Section 2.160 of Gradshteyn & Ryzhik?s ?Table of Integrals, Series, and Products? gives formulas for integrating expressions of the form x^m (a+b x^k+c x^(2k))^n wrt x. Unfortunately rules based on these formulas are horribly inefficient due to recursive fan-out. For example, Rubi 2 required 232 steps to integrate x^10/sqrt(a+b x+c x^2).
In the process of resolving this problem for Rubi 3, I discovered (rediscovered?) some amazing two-term recurrence equations for integrating such expressions. Rules based on these recurrences do not suffer from recursive fan-out, nor do they require partial fraction expansion or advanced methods like the Risch algorithm. Now it takes Rubi 3 only 11 steps to integrate the above expression.
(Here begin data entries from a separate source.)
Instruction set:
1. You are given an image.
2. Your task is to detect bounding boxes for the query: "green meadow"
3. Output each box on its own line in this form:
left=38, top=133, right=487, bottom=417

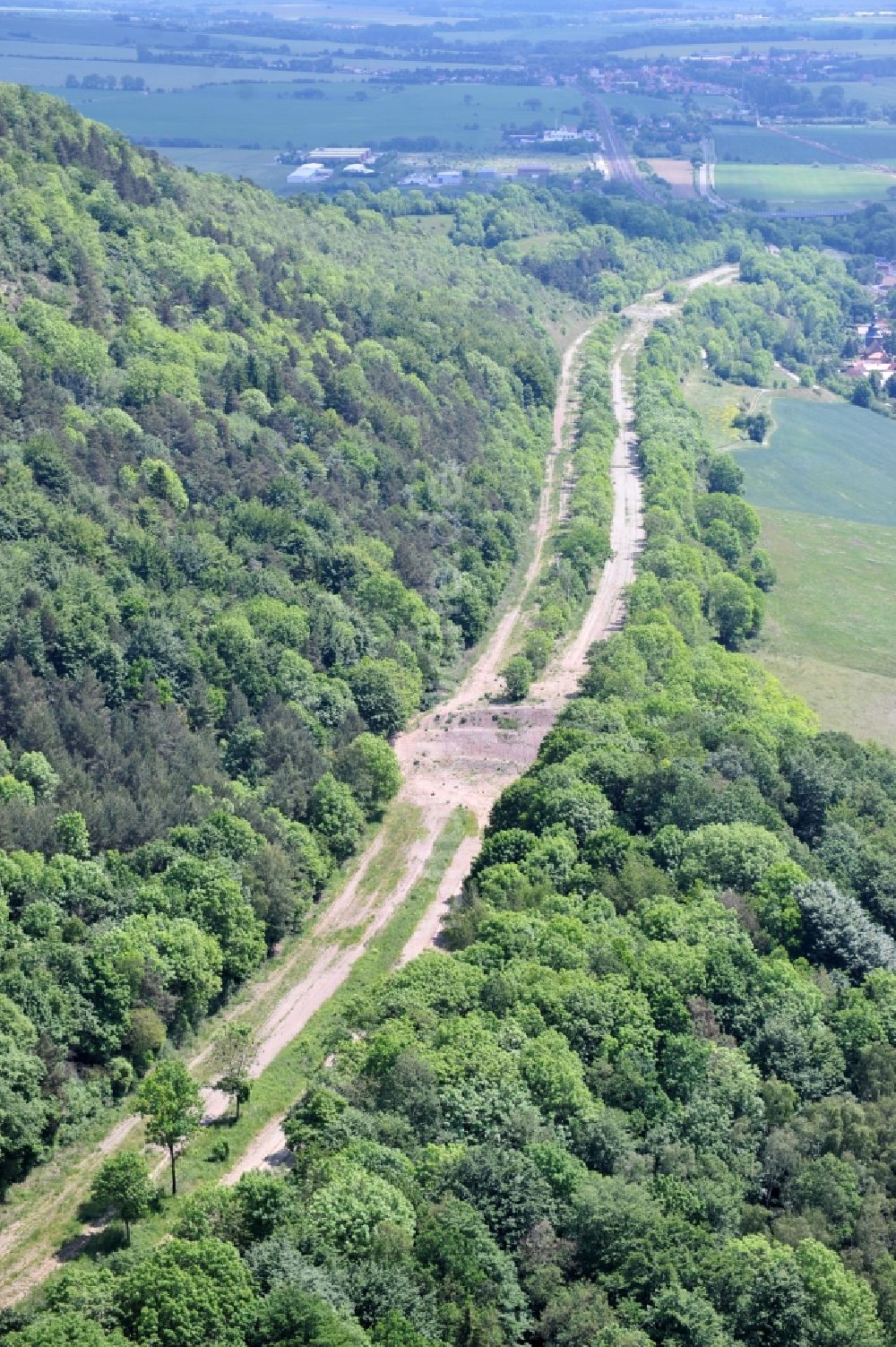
left=736, top=397, right=896, bottom=747
left=57, top=77, right=581, bottom=155
left=715, top=153, right=896, bottom=210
Achieving two-term closure for the recurrences required generalizing the integrands to expressions of the form x^m (A+B x^k) (a+b x^k+c x^(2k))^n. The 6 recurrences are listed in the pdf file
Note that the form of these 6 trinomial recurrences and their effect on exponents are strikingly similar to the 6 recurrences for integrands of the form sin(x)^m (A+B sin(x)^k) (a+b sin(x)^k)^n when a^2=b^2 discussed at length in the sci.math.symbolic thread ?Trig integration rules sought?. There must be some grand underlying symmetry responsible for this similarity. Perhaps someone smarter than me can figure it out...